Amidst a dinkum welcome to Australia, at the start of a five-month "crusade for Christ," Evangelist Billy Graham was asked whether he thought his revival gatherings would have a lasting effect, responded with disarming realism: "The effects of a bath don't last long, but you need it, and it's good for you."
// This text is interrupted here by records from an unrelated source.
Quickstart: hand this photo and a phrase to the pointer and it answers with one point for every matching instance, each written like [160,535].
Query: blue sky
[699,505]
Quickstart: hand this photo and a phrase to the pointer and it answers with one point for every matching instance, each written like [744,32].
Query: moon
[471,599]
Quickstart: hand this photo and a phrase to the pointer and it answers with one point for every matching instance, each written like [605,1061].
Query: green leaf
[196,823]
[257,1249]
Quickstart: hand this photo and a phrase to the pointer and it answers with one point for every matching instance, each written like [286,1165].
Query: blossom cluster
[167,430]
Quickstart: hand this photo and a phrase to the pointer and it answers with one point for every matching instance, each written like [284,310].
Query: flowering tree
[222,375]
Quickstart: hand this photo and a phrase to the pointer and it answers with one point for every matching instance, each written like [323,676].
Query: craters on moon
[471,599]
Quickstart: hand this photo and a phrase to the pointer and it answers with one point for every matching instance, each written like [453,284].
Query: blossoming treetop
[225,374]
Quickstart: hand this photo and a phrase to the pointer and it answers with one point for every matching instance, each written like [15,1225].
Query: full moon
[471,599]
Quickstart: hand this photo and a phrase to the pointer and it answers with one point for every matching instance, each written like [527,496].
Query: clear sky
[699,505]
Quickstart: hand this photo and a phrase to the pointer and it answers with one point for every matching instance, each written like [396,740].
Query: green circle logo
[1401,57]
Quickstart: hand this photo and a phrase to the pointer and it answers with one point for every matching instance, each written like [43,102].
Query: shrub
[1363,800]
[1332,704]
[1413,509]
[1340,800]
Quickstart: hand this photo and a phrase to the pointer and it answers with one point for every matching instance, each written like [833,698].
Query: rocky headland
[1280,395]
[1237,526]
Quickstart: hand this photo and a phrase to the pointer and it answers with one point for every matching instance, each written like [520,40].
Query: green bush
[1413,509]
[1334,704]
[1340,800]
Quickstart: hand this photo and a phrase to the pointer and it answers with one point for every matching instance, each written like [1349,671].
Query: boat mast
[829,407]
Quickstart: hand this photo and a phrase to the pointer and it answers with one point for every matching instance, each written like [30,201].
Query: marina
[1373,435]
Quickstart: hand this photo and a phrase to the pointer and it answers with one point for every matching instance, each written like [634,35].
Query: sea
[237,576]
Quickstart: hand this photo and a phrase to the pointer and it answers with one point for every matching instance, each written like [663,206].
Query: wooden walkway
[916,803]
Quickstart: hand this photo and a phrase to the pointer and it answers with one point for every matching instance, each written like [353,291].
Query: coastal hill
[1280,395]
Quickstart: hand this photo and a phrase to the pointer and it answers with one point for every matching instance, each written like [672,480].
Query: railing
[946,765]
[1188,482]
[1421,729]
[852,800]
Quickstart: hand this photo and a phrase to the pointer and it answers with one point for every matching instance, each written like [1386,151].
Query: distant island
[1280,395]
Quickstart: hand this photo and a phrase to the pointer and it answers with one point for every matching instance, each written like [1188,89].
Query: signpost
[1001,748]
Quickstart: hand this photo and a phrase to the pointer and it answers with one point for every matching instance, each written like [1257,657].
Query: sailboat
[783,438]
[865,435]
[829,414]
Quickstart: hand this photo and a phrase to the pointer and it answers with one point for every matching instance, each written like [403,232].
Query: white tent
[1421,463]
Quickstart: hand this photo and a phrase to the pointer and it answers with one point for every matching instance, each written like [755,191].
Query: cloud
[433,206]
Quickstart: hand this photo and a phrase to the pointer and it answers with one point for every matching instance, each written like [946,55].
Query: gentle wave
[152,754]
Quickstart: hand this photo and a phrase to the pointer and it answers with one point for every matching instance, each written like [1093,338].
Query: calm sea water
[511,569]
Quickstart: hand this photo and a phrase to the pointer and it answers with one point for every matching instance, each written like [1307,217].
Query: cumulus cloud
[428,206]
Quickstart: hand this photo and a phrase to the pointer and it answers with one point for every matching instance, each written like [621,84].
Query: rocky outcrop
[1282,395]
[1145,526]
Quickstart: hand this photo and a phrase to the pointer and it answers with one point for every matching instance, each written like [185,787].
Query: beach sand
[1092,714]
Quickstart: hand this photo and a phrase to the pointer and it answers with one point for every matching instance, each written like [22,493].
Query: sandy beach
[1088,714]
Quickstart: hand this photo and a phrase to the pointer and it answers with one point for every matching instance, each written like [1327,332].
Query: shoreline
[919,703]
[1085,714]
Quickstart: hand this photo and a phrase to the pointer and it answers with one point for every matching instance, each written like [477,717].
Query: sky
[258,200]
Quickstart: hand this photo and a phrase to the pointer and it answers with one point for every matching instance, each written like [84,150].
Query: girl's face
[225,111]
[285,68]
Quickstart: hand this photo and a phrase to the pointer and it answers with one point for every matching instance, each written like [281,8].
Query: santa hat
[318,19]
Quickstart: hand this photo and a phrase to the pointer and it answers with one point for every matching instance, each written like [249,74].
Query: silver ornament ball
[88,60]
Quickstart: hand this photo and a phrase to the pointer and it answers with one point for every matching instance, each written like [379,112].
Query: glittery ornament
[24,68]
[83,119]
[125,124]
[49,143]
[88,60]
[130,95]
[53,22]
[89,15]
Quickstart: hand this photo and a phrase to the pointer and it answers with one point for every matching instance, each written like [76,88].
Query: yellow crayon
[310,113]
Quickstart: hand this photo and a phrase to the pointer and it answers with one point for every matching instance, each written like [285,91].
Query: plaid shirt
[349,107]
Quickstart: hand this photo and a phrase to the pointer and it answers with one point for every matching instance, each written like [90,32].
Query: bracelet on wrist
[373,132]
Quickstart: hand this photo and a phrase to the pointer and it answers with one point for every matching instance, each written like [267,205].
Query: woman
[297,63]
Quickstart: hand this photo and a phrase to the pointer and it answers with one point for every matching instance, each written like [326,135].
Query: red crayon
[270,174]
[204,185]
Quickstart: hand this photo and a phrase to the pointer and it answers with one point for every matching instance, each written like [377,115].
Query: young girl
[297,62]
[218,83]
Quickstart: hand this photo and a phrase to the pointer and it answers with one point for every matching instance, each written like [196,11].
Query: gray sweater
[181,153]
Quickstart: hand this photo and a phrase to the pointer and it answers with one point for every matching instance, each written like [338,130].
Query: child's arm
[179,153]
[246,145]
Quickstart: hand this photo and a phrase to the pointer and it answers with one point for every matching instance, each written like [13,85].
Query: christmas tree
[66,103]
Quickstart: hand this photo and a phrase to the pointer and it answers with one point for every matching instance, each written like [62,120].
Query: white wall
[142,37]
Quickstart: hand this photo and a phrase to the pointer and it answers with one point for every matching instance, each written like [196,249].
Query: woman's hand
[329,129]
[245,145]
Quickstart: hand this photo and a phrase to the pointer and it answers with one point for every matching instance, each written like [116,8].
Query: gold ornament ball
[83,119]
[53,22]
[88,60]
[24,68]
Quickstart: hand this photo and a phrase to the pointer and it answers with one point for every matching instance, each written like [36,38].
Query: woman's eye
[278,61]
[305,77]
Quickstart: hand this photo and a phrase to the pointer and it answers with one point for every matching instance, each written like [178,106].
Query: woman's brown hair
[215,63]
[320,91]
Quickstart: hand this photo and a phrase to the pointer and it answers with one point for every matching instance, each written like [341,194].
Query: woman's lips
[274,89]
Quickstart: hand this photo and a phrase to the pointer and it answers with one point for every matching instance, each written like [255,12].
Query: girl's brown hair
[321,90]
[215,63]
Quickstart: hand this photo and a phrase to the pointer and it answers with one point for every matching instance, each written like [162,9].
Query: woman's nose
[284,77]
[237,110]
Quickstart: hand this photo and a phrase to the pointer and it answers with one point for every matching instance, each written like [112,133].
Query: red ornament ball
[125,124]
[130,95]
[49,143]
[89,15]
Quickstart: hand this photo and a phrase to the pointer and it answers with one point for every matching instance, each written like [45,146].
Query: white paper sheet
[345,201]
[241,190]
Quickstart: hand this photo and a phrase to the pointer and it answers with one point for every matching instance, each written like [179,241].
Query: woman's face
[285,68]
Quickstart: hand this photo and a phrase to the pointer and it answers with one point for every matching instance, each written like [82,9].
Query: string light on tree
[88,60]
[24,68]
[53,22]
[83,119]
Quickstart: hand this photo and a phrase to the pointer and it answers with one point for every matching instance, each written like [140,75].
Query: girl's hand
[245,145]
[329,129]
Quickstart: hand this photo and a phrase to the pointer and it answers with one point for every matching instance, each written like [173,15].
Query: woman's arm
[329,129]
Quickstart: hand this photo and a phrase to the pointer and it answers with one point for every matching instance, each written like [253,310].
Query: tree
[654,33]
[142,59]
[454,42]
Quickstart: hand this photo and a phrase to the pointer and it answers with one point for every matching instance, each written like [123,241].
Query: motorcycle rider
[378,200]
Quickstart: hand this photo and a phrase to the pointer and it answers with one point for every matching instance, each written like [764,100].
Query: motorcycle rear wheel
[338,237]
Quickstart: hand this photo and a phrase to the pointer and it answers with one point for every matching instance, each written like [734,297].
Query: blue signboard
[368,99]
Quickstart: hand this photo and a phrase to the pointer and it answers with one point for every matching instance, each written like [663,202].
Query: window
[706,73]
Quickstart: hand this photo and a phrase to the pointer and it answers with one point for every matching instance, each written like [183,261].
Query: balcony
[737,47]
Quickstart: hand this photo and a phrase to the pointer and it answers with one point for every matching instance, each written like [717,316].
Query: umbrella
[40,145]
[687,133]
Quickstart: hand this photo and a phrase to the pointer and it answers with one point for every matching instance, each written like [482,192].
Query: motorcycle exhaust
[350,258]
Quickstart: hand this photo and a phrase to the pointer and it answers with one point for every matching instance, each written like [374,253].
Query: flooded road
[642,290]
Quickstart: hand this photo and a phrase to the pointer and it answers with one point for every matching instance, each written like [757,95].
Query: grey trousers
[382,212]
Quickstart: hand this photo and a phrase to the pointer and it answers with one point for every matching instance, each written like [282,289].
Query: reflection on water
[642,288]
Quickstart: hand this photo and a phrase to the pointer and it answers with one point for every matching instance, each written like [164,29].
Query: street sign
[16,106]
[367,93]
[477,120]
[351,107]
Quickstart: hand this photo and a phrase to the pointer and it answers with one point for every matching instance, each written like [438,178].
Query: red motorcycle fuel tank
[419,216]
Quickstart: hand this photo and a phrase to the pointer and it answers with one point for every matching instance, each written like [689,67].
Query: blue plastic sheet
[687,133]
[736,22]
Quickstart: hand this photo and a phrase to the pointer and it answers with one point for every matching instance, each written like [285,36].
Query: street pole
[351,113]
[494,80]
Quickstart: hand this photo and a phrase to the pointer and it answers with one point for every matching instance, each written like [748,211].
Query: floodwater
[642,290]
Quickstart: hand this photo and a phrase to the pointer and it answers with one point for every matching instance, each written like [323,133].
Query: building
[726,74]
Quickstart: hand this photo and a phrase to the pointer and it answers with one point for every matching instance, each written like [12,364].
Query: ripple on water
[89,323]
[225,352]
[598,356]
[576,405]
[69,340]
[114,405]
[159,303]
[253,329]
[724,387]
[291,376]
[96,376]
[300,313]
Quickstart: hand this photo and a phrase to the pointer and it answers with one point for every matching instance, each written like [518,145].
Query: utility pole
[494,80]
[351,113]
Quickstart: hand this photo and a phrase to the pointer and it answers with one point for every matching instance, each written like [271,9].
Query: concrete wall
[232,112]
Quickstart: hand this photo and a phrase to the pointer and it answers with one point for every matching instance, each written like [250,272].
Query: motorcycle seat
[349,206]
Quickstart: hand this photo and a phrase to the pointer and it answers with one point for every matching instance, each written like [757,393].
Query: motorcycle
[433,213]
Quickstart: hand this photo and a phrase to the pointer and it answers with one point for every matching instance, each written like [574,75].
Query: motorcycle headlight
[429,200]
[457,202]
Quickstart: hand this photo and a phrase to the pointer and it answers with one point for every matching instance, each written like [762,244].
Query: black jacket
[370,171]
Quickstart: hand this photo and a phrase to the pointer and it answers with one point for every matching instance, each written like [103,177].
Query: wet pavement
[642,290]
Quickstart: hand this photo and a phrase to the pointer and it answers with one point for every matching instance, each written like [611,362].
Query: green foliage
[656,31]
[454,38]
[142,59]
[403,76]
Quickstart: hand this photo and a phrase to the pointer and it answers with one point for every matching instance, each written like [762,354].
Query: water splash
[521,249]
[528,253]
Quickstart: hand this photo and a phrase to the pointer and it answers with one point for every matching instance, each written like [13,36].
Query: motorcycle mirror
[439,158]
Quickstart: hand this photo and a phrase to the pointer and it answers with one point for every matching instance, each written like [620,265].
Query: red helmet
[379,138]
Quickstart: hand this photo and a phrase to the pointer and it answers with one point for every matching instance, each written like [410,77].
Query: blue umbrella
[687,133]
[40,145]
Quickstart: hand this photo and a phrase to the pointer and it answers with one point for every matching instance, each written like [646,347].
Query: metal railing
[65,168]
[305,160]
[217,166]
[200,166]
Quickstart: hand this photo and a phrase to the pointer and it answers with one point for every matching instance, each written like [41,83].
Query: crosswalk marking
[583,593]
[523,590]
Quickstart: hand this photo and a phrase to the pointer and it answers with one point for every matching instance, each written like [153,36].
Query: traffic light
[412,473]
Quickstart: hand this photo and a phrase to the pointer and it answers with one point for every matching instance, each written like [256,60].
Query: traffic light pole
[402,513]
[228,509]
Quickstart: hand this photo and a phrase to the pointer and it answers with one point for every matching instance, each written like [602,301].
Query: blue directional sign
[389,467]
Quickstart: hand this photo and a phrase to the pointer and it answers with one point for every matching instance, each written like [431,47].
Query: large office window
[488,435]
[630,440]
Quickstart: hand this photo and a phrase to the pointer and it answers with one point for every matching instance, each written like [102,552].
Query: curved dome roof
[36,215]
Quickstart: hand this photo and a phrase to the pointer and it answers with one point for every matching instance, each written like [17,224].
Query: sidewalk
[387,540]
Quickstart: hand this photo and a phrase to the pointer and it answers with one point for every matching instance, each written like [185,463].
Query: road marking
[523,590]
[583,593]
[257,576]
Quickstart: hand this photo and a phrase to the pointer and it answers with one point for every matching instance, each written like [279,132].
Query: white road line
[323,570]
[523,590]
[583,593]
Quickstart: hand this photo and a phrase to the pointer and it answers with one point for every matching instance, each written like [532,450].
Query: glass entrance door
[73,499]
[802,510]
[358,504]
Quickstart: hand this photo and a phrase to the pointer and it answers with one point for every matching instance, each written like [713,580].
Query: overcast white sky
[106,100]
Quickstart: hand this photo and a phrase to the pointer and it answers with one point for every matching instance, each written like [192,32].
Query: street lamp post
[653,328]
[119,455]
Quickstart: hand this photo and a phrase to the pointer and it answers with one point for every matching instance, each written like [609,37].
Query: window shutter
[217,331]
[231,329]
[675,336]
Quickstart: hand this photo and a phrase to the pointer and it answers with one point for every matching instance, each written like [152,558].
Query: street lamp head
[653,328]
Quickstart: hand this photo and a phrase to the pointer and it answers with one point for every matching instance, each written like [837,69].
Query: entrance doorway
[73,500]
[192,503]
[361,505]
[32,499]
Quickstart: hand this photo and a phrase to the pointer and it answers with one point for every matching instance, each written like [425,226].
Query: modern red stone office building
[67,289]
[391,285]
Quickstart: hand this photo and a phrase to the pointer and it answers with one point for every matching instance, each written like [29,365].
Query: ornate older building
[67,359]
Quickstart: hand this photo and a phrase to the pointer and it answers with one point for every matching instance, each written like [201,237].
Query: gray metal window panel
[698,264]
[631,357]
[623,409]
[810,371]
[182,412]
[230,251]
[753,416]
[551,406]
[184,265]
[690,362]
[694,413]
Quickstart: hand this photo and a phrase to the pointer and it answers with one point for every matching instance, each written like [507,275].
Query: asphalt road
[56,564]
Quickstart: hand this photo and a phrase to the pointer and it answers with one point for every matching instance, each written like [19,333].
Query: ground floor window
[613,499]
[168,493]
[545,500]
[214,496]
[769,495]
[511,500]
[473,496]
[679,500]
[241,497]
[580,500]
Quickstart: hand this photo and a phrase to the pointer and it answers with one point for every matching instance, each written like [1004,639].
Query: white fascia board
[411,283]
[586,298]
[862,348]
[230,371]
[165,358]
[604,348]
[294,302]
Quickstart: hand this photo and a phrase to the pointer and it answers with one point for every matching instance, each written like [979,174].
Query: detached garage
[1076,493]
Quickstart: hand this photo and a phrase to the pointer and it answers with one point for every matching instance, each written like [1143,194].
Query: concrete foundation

The U.S. Air Force popped a promotion list into the senatorial hopper, then waited for the what-for. On the roster: drawling Cinemactor and Reserve Colonel James (Strategic Air Command) Stewart, once refused promotion to brigadier general two years ago (TIME, Sept. 2, 1957) after Maine's Senator Margaret Chase Smith, herself a reserve lieutenant colonel with an administrative assistant hopeful of a star-sized Pentagon mobilization assignment, sounded off on War Hero Stewart's skimpy training record. Promising nothing, Colonel Smith still seemed a trifle dubious: "I don't think reserve promotions ought to be taken lightly as they sometimes are." But this time, the Air Force, convinced that Jimmy's training file was fat enough, resubmitted his name on a list with at least one name likely to escape senatorial veto: Arizona's jet-jockeying Republican Senator Barry Goldwater.
Driving home from a do at the home of a business comrade, the San Francisco Giants' Manager Bill Rigney steered off a true course. His car jumped the curb, hit a power pole. Score: a fractured collarbone and jaw for Bill, a broken hip, deep cuts on scalp and legs for wife Paula.